Several organisations stress that the reform will allow new land uses on pristine coastlines, so large areas that are currently protected will lose that protection.
Minister Arias Cañete made some other announcements that alarmed environmentalists. He said the legal framework for the protection of the natural environment will be revised, measures will be taken to improve management of the network of national parks and the Red Natura 2000 (an EU biodiversity conservation scheme), and there will be a reform of the National Hydrological Plan.
“The grey economy is back,” after all the progress the country had made towards a green economy, said José Díaz Trillo, the regional environment minister for the government (Junta) of Andalusia, the largest and most populous region in Spain, governed by the opposition Spanish Socialist Workers’ Party (PSOE).
Rodríguez gave IPS an indication of how Greenpeace will respond to the measures announced. “When these measures begin to come into effect, we will decide what response to make, but no doubt it will include organising demonstrations and analysing the legal situation to see if the changes to the laws can be appealed,” he said.
Greenpeace issued a communiqué on Feb. 1, just after the minister announced the new policy, expressing its fears that Spain would return to the bad old water management policies, and that lower standards would be applied to environmental impact assessments for future development projects.
“After the minister’s speech, it is clear that the present government regards environmental policies as an obstacle to economic development, and not as an opportunity to overcome the crisis,” Rodríguez said.
“While we wait for the details of the ministry’s strategy to emerge, Greenpeace will vigorously oppose any measure that would lead to lower levels of environmental protection than those that have been achieved so far, especially if they involve the Coastal Law, the fight against climate change or regulation and control of overfishing.”
According to Greenpeace, the Rajoy government’s stated intentions strike at the basic principles of the defence of the Mediterranean coastline, and of public use of the coast.
This interpretation is based on the premise that increasing the number of coastal concessions and relaxing their conditions, especially in the tourism industry, “will accelerate the loss of the land-sea public domain and open the door to new forms of land use on the coast, leaving the Coastal Law without effect.”
Greenpeace particularly criticises the ambiguity and vagueness in the minister’s speech; “when he said ‘curbing economic activity on the coast does not guarantee conservation,’ he is opening the door to new urbanisation projects,” Rodríguez said.
In Greenpeace’s view, such a prospect would affect the environmental health of the “saturated” Spanish coastline.
The NGO also complains that the minister did not clarify whether he supports a 30 percent reduction in European greenhouse gas emissions by 2020, as a way of mitigating climate change.
“This omission is striking when, two days before the minister’s speech to parliament, the European Commission published a study showing clear economic benefits for each of the EU member states from intensifying the fight against climate change,” Rodríguez said.
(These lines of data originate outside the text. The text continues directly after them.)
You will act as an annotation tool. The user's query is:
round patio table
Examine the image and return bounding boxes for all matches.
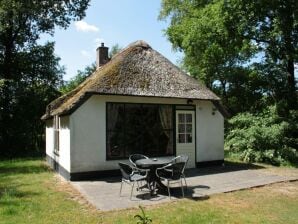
[135,158,172,195]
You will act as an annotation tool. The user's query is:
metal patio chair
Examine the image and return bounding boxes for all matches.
[156,162,185,199]
[118,162,150,199]
[129,154,149,167]
[171,155,189,188]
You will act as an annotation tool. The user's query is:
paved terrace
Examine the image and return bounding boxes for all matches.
[70,162,298,211]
That is why Greenpeace is calling on the government to end public subsidies to dirty industries, and to commit itself to ensuring that new emissions rights granted to the electricity sector after 2012, are all allocated by auction.
In 2009 it was determined that electricity companies would cease to have free emissions rights from 2013. Spanish electricity generating companies will need to buy emissions rights for an estimated 104 million tonnes of carbon dioxide (CO2) next year, at a cost of some 2.8 billion dollars.
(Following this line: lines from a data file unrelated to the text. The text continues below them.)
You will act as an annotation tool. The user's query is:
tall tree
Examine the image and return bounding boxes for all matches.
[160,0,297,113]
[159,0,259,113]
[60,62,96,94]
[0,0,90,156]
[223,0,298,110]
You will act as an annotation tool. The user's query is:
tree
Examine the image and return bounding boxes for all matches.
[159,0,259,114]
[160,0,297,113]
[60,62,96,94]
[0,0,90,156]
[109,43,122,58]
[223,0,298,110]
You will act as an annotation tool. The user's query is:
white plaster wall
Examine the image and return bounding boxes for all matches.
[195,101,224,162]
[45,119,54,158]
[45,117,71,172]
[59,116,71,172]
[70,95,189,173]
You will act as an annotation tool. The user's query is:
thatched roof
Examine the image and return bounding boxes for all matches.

The PSOE environment secretary, Hugo Morán, said “the minister’s strategy of demolishing all current environmental legislation poses the greatest risk to the future viability of our country’s principal economic pillars: agriculture and tourism.”
Meanwhile, the regional environment minister for Andalusia, José Díaz, said that if the government’s reform package goes through, it will “set Spain back 40 years in terms of environmental policy.”